The Nite Hawk charger is actually pretty simple as chargers go; it's just a two-stage charger. If the battery voltage starts below a given threshold, it runs in "high charge" mode; it maintains this until the battery reaches a threshold, at which point it switches to a simple float charge. The float charge mode maintains constant voltage. (The op-amp on the left determines which mode it's in; the one on the right just acts as an inverter.) They've got that 7812 voltage regulator (U2) hooked up in a weird sort of way, though.

The only way I could see to simplify it more would be to either make it a fixed-voltage float charger -- which would take a long time to charge, and may not use the battery to its full potential -- or by making it a trickle charger which must be removed after a certain number of hours.
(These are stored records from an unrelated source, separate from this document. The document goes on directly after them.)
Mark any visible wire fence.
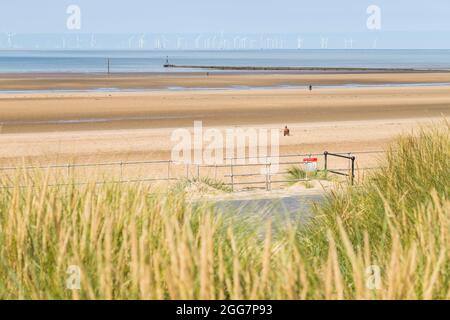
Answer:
[0,151,384,191]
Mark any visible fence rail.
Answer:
[0,151,384,191]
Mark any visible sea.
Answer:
[0,49,450,73]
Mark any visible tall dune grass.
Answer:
[0,127,450,299]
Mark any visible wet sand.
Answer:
[0,73,450,164]
[0,71,450,91]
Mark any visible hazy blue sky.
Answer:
[0,0,450,33]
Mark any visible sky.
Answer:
[0,0,450,33]
[0,0,450,48]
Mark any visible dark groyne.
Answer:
[164,63,444,72]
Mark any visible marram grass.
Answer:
[0,127,450,299]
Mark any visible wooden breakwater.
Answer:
[164,64,428,72]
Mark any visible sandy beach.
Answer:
[0,73,450,168]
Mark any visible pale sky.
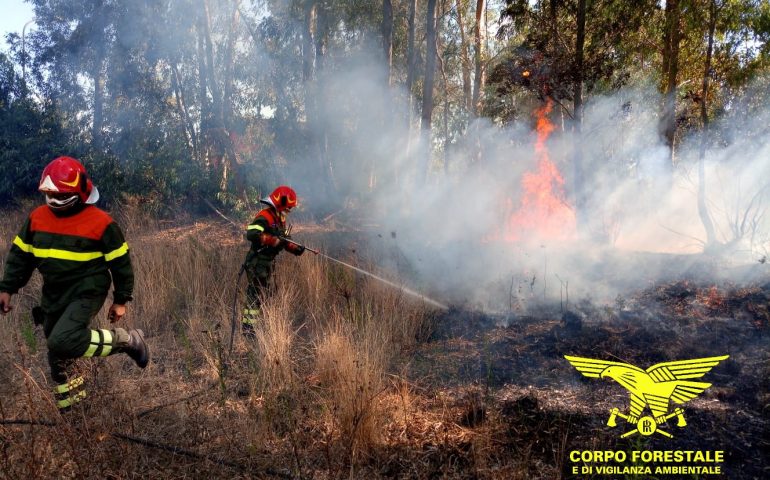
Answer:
[0,0,35,51]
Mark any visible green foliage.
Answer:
[0,53,73,204]
[0,0,770,215]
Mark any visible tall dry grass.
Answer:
[0,204,428,478]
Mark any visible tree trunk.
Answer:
[382,0,393,85]
[302,0,316,82]
[456,0,473,115]
[197,5,212,169]
[698,0,717,250]
[315,5,337,193]
[473,0,486,116]
[436,29,449,174]
[170,60,200,162]
[406,0,417,96]
[418,0,436,184]
[91,43,104,150]
[562,0,586,230]
[660,0,681,174]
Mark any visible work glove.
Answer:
[107,303,126,323]
[284,242,305,257]
[0,292,13,315]
[259,233,282,247]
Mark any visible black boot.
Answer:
[123,329,150,368]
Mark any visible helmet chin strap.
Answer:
[45,194,79,211]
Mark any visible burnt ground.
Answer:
[402,281,770,479]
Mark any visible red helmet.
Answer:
[262,185,297,213]
[38,157,99,203]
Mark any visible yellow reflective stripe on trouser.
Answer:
[104,242,128,262]
[13,235,104,262]
[54,377,84,393]
[83,329,112,357]
[241,308,262,325]
[56,390,86,408]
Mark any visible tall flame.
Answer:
[505,99,575,241]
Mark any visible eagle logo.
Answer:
[564,355,729,438]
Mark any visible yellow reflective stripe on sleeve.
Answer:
[104,242,128,262]
[13,235,32,253]
[99,329,112,357]
[83,330,99,357]
[54,377,84,393]
[56,390,86,408]
[13,235,104,262]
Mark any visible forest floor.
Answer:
[0,218,770,479]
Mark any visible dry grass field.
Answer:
[0,204,770,479]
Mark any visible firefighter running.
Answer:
[0,157,149,411]
[241,185,305,336]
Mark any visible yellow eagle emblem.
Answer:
[564,355,729,437]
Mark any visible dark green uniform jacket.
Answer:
[0,205,134,313]
[245,208,286,276]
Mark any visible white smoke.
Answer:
[284,42,770,309]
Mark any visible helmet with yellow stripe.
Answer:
[38,157,99,210]
[262,185,297,213]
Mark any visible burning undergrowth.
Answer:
[402,281,770,478]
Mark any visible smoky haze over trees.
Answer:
[0,0,770,262]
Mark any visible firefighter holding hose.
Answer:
[0,157,149,412]
[241,185,305,336]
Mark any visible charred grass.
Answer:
[0,208,770,479]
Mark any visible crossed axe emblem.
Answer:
[607,407,687,438]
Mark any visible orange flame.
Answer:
[505,99,575,241]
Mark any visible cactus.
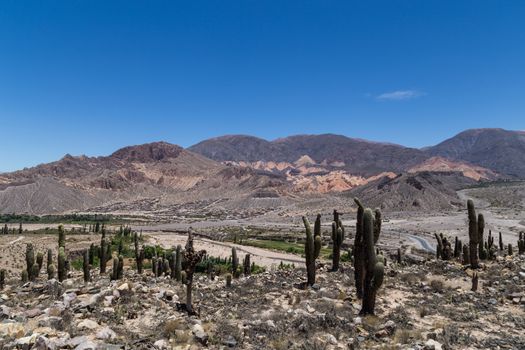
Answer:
[353,198,365,299]
[133,232,144,274]
[22,270,29,283]
[46,249,53,267]
[36,252,44,271]
[99,235,109,274]
[0,269,6,290]
[175,245,182,281]
[136,248,144,274]
[360,209,384,315]
[26,243,35,280]
[58,247,66,282]
[82,250,91,283]
[58,225,66,252]
[29,263,40,281]
[434,233,453,260]
[470,272,479,292]
[478,213,487,260]
[332,210,345,271]
[162,259,170,275]
[232,247,239,278]
[243,254,252,276]
[462,244,470,265]
[47,263,55,280]
[467,199,483,269]
[151,256,157,277]
[518,232,525,255]
[88,243,97,266]
[184,230,206,314]
[303,215,321,286]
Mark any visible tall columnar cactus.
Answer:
[243,254,252,276]
[46,248,53,267]
[36,252,44,271]
[434,233,453,260]
[175,245,182,281]
[0,269,6,290]
[136,248,144,275]
[470,272,479,292]
[518,232,525,255]
[26,243,35,280]
[467,199,483,269]
[47,263,56,280]
[332,210,345,271]
[353,198,365,299]
[99,236,108,274]
[21,270,29,283]
[58,247,66,282]
[232,247,239,278]
[374,208,382,244]
[360,209,384,315]
[29,263,40,281]
[58,225,66,251]
[82,250,91,283]
[478,213,487,260]
[303,216,321,286]
[88,243,97,266]
[184,230,206,314]
[462,244,470,265]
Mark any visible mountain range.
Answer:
[0,129,525,214]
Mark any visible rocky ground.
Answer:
[0,247,525,350]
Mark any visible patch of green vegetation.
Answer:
[240,239,332,259]
[0,214,137,225]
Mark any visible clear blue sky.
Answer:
[0,0,525,171]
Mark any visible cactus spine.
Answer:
[467,199,483,269]
[360,209,384,315]
[303,215,321,286]
[332,210,345,271]
[471,272,479,292]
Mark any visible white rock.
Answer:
[153,339,170,350]
[77,319,99,330]
[97,327,117,339]
[425,339,442,350]
[117,282,129,291]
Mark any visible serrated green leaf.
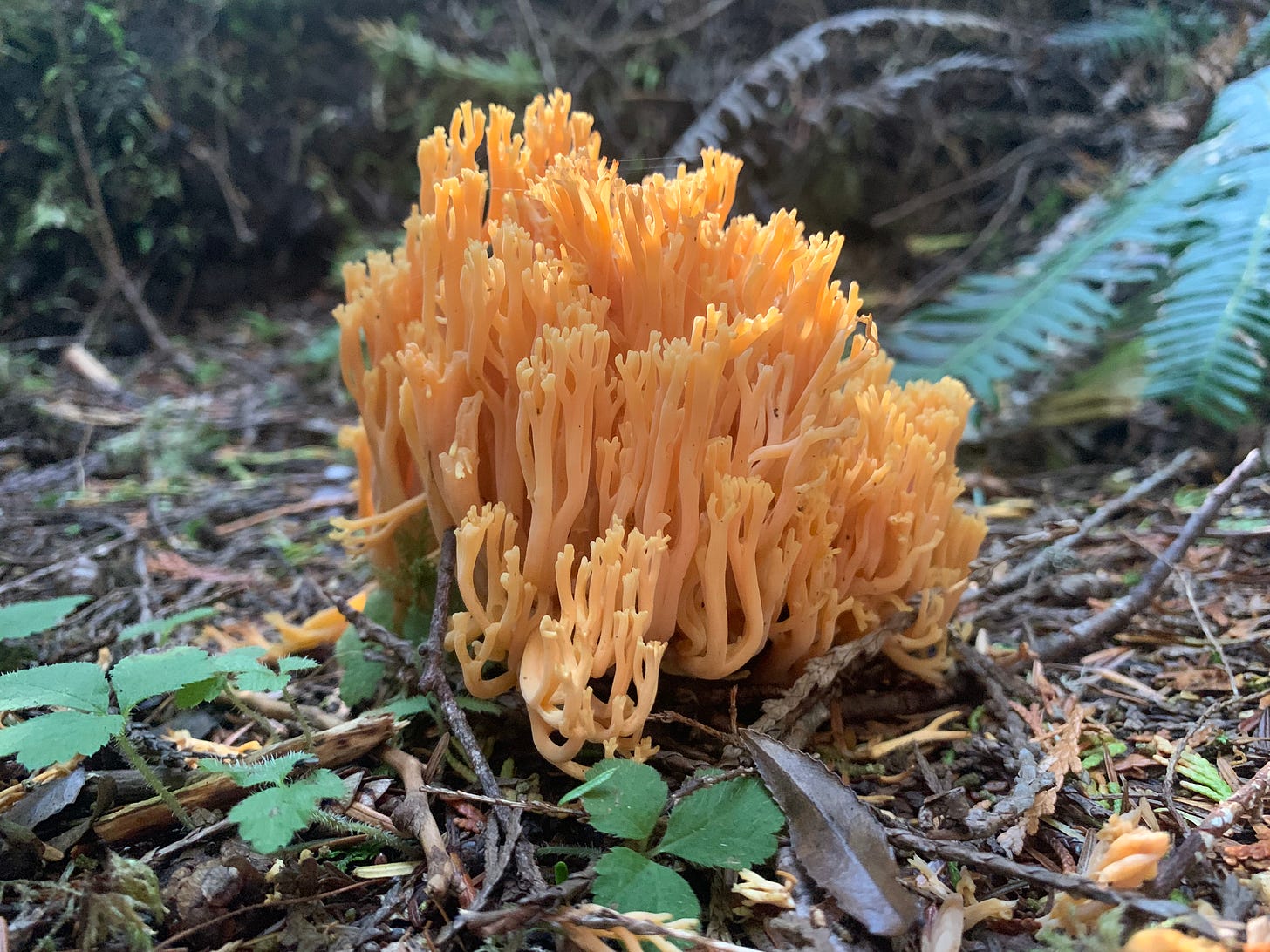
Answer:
[111,645,217,715]
[591,847,701,919]
[229,771,345,853]
[198,750,310,787]
[278,655,318,674]
[335,626,386,707]
[657,777,785,869]
[0,711,123,772]
[577,760,671,839]
[0,662,111,713]
[212,648,290,692]
[119,606,216,641]
[0,595,87,641]
[172,674,228,710]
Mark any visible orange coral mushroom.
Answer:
[337,92,984,772]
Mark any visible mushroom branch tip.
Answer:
[335,90,984,773]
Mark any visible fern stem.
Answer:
[114,727,195,830]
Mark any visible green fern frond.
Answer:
[886,168,1176,407]
[1045,5,1173,59]
[1145,81,1270,426]
[886,69,1270,425]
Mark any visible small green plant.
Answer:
[1178,750,1234,804]
[0,646,304,826]
[198,751,345,853]
[560,760,785,919]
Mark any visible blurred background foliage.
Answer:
[0,0,1270,454]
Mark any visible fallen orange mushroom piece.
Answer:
[264,585,375,659]
[337,90,984,774]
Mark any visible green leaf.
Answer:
[0,662,111,713]
[111,645,217,715]
[591,847,701,919]
[0,711,123,772]
[229,771,345,853]
[375,694,437,720]
[0,595,87,641]
[119,606,216,641]
[212,648,290,690]
[278,655,318,674]
[172,674,226,710]
[335,624,386,707]
[578,760,671,839]
[657,777,785,869]
[198,750,310,787]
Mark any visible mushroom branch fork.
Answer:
[337,90,984,774]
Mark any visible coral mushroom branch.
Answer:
[337,92,984,773]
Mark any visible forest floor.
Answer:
[0,309,1270,949]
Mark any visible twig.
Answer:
[1039,449,1261,662]
[869,137,1054,228]
[548,905,757,952]
[419,529,546,908]
[1178,573,1239,697]
[379,748,462,901]
[419,783,584,818]
[961,449,1198,609]
[324,593,419,670]
[53,0,197,378]
[886,829,1198,921]
[895,159,1036,314]
[1150,762,1270,896]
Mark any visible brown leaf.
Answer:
[741,730,917,935]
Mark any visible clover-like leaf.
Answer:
[591,847,701,919]
[657,777,785,869]
[560,760,671,839]
[0,662,111,713]
[0,711,123,773]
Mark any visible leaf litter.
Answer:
[0,304,1270,949]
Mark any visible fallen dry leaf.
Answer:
[741,731,917,935]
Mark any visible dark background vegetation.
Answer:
[0,0,1270,452]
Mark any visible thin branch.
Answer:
[961,449,1198,610]
[1151,751,1270,896]
[1039,449,1261,662]
[886,830,1197,919]
[419,529,546,908]
[53,3,197,378]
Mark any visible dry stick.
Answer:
[53,0,197,378]
[1039,449,1261,662]
[379,748,462,901]
[1150,762,1270,896]
[419,528,546,908]
[886,830,1198,923]
[961,449,1198,608]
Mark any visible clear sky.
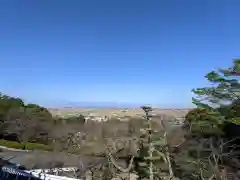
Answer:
[0,0,240,108]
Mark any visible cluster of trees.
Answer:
[186,59,240,138]
[108,60,240,180]
[0,94,85,144]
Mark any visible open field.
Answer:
[49,107,190,118]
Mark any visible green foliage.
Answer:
[192,59,240,123]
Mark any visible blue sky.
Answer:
[0,0,240,108]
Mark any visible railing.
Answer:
[0,166,81,180]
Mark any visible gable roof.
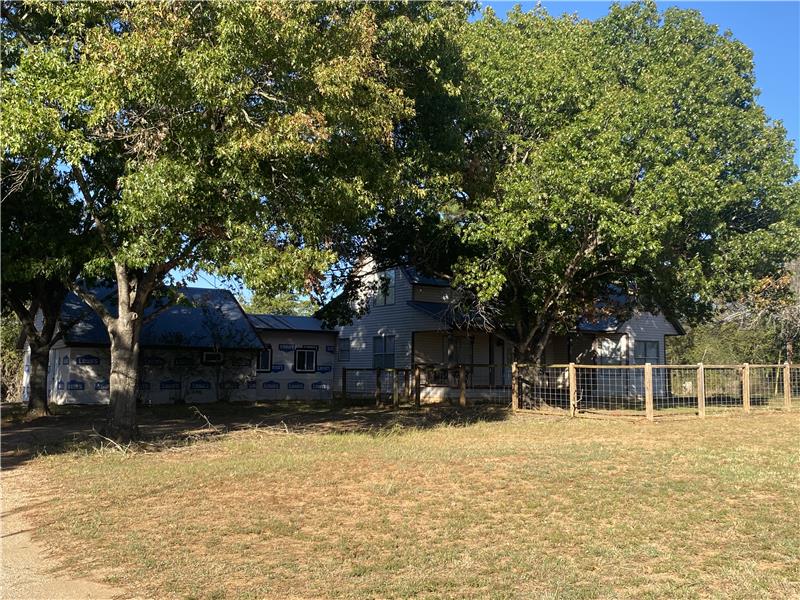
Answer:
[403,267,450,287]
[247,313,335,333]
[59,287,264,350]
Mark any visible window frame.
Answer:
[373,269,397,306]
[256,346,272,373]
[372,334,397,369]
[336,338,352,362]
[633,340,661,365]
[292,348,317,373]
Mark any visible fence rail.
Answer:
[512,363,800,420]
[340,363,800,420]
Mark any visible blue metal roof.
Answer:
[403,267,450,287]
[60,287,264,350]
[247,314,334,333]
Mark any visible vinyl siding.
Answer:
[334,269,447,393]
[251,330,336,401]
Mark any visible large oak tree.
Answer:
[450,3,800,362]
[2,2,469,439]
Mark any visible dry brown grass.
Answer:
[17,414,800,599]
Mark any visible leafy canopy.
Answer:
[455,3,800,354]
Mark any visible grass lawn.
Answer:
[17,413,800,600]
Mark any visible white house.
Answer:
[248,314,336,400]
[335,267,683,399]
[24,267,683,404]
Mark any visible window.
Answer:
[372,335,394,369]
[336,338,350,362]
[202,352,222,365]
[294,348,317,373]
[633,340,659,365]
[256,346,272,373]
[375,269,395,306]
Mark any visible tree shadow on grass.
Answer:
[0,402,509,471]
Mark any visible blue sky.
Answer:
[482,0,800,165]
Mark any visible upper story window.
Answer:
[372,335,394,369]
[633,340,660,365]
[256,346,272,373]
[336,338,350,362]
[294,348,317,373]
[375,269,395,306]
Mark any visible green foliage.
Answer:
[453,3,800,356]
[2,2,469,291]
[667,320,786,365]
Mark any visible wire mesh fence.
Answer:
[786,367,800,408]
[516,365,570,411]
[512,364,800,420]
[340,363,800,420]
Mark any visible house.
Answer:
[334,267,683,400]
[24,267,683,404]
[23,288,264,404]
[248,314,337,400]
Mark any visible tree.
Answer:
[0,160,96,415]
[2,2,469,439]
[451,2,800,362]
[720,259,800,363]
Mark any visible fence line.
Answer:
[512,363,800,421]
[341,363,800,420]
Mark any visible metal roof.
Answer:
[60,287,264,350]
[403,267,450,287]
[247,313,335,333]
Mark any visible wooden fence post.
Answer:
[644,363,655,421]
[567,363,578,417]
[414,365,422,408]
[697,363,706,419]
[742,363,750,412]
[511,361,519,410]
[458,365,467,406]
[783,362,792,410]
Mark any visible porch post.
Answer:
[511,361,519,410]
[414,365,422,408]
[783,362,792,410]
[458,365,467,406]
[742,363,750,412]
[697,363,706,419]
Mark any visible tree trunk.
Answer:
[106,314,141,442]
[28,345,50,416]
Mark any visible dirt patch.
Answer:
[0,470,124,600]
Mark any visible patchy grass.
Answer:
[18,414,800,599]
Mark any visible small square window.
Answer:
[256,347,272,373]
[294,348,317,373]
[336,338,350,362]
[375,269,395,306]
[372,335,394,369]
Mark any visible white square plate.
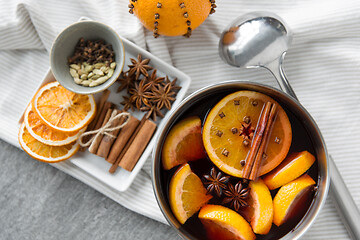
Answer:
[22,36,191,191]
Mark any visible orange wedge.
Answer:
[169,163,212,224]
[274,174,316,226]
[202,91,292,177]
[263,151,315,190]
[162,116,206,170]
[24,103,85,146]
[199,205,256,240]
[249,179,274,234]
[19,123,79,163]
[32,82,96,132]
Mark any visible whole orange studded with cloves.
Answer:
[129,0,216,38]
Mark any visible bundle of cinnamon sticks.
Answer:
[88,90,156,173]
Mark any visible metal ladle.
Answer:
[219,12,360,239]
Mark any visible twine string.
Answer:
[78,111,130,147]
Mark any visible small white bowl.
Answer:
[50,21,125,94]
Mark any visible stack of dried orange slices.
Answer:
[18,82,96,163]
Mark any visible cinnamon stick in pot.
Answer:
[106,116,140,164]
[243,102,276,180]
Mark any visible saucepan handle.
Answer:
[265,52,360,239]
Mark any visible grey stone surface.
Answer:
[0,140,179,239]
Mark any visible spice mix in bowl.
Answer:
[50,21,125,94]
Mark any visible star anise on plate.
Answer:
[129,79,152,109]
[223,181,250,211]
[239,122,255,140]
[117,72,134,92]
[204,167,230,197]
[151,84,176,110]
[128,54,153,80]
[163,76,181,92]
[146,69,165,89]
[120,96,134,111]
[140,102,164,121]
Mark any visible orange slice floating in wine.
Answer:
[202,91,292,177]
[263,151,315,190]
[274,174,316,226]
[162,116,206,170]
[199,204,256,240]
[169,163,212,224]
[245,179,274,234]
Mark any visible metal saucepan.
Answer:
[152,80,330,239]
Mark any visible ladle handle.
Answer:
[264,52,298,100]
[265,53,360,240]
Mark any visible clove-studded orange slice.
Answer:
[32,82,96,132]
[202,91,292,177]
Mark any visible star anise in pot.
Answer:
[223,181,250,211]
[129,79,152,109]
[128,54,153,80]
[203,167,230,197]
[151,81,176,110]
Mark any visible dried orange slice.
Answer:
[202,91,292,177]
[24,103,85,146]
[274,174,316,226]
[263,151,315,190]
[199,204,256,240]
[19,123,79,163]
[169,163,212,224]
[32,82,96,132]
[162,116,206,170]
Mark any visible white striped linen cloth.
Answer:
[0,0,360,239]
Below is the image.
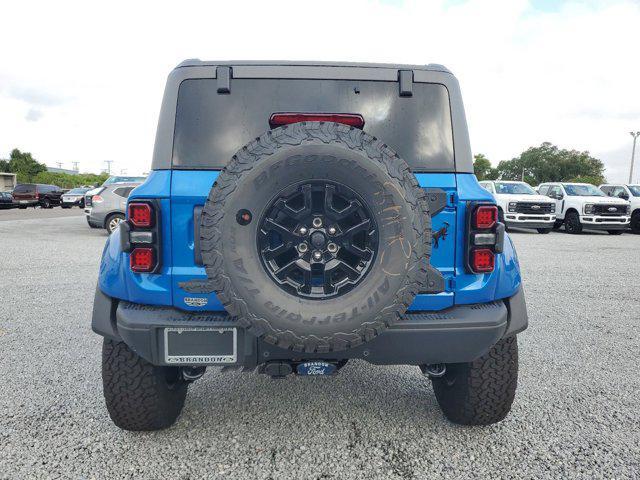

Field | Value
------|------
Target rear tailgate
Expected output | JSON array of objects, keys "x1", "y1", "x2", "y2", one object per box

[
  {"x1": 171, "y1": 170, "x2": 456, "y2": 310},
  {"x1": 171, "y1": 74, "x2": 456, "y2": 310}
]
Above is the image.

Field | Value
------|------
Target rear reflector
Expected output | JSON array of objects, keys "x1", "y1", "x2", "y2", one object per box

[
  {"x1": 473, "y1": 205, "x2": 498, "y2": 229},
  {"x1": 471, "y1": 248, "x2": 495, "y2": 273},
  {"x1": 129, "y1": 247, "x2": 156, "y2": 273},
  {"x1": 269, "y1": 113, "x2": 364, "y2": 129},
  {"x1": 129, "y1": 202, "x2": 153, "y2": 227},
  {"x1": 473, "y1": 233, "x2": 496, "y2": 245}
]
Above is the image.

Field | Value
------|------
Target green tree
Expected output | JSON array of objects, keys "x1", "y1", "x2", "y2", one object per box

[
  {"x1": 3, "y1": 148, "x2": 47, "y2": 183},
  {"x1": 497, "y1": 142, "x2": 605, "y2": 185},
  {"x1": 0, "y1": 148, "x2": 109, "y2": 188},
  {"x1": 473, "y1": 153, "x2": 498, "y2": 180}
]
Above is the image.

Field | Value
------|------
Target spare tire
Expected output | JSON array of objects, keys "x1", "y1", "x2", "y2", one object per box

[{"x1": 200, "y1": 122, "x2": 431, "y2": 352}]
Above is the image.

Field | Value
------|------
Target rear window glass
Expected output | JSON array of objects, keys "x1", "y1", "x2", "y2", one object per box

[
  {"x1": 13, "y1": 184, "x2": 36, "y2": 193},
  {"x1": 172, "y1": 79, "x2": 455, "y2": 172},
  {"x1": 113, "y1": 187, "x2": 135, "y2": 198}
]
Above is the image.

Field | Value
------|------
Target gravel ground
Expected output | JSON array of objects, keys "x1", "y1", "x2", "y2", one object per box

[{"x1": 0, "y1": 215, "x2": 640, "y2": 479}]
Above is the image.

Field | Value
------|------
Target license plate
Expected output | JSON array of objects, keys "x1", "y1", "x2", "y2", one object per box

[{"x1": 164, "y1": 327, "x2": 238, "y2": 364}]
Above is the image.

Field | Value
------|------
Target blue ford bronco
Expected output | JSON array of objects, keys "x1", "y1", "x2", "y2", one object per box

[{"x1": 92, "y1": 60, "x2": 527, "y2": 430}]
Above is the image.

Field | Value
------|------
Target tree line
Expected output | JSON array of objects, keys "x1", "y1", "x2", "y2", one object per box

[
  {"x1": 473, "y1": 142, "x2": 606, "y2": 185},
  {"x1": 0, "y1": 148, "x2": 109, "y2": 188}
]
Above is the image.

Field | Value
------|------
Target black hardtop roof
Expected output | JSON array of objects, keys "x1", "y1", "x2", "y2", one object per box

[{"x1": 176, "y1": 58, "x2": 451, "y2": 73}]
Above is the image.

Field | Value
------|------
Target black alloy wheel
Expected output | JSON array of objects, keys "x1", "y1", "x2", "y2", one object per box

[{"x1": 258, "y1": 180, "x2": 378, "y2": 299}]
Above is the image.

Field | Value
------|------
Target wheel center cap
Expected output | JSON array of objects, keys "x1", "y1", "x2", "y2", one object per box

[{"x1": 311, "y1": 232, "x2": 326, "y2": 248}]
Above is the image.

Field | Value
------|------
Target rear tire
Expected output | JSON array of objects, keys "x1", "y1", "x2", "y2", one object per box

[
  {"x1": 432, "y1": 336, "x2": 518, "y2": 425},
  {"x1": 564, "y1": 212, "x2": 582, "y2": 235},
  {"x1": 631, "y1": 210, "x2": 640, "y2": 235},
  {"x1": 102, "y1": 339, "x2": 188, "y2": 431}
]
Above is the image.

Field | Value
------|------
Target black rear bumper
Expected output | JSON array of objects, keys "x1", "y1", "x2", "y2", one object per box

[{"x1": 92, "y1": 288, "x2": 528, "y2": 368}]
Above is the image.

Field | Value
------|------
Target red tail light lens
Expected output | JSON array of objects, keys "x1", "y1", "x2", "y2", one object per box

[
  {"x1": 471, "y1": 248, "x2": 496, "y2": 273},
  {"x1": 269, "y1": 113, "x2": 364, "y2": 129},
  {"x1": 473, "y1": 205, "x2": 498, "y2": 230},
  {"x1": 128, "y1": 202, "x2": 153, "y2": 227},
  {"x1": 129, "y1": 247, "x2": 156, "y2": 273}
]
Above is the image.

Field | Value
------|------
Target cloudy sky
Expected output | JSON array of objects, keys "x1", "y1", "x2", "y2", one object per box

[{"x1": 0, "y1": 0, "x2": 640, "y2": 181}]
They've got a nice mix here: it charges up most of the way in <8 hours or so, but then switches to a float charge that can be maintained indefinitely. "Fire and forget."


Originally Posted by Becca
Have you opened up the Nite Hawk's control box yet?
My Nite Hawk ("Dual Pro") has no control box; the control system consists simply of plain-jane switches, with weatherproof rubber boots over them.


Originally Posted by Becca
Ever since I tied my bike's electrical system into the power connection for my NH, my headlight will occasionally extinguish if I hit my brake.
Out of curiosity, where did you tie into the system, and how much current does your brake system pull?

If they've got some fancy digital brightness control, it could be running at high frequencies, and it might be sensitive to additional load... particularly reactive loads.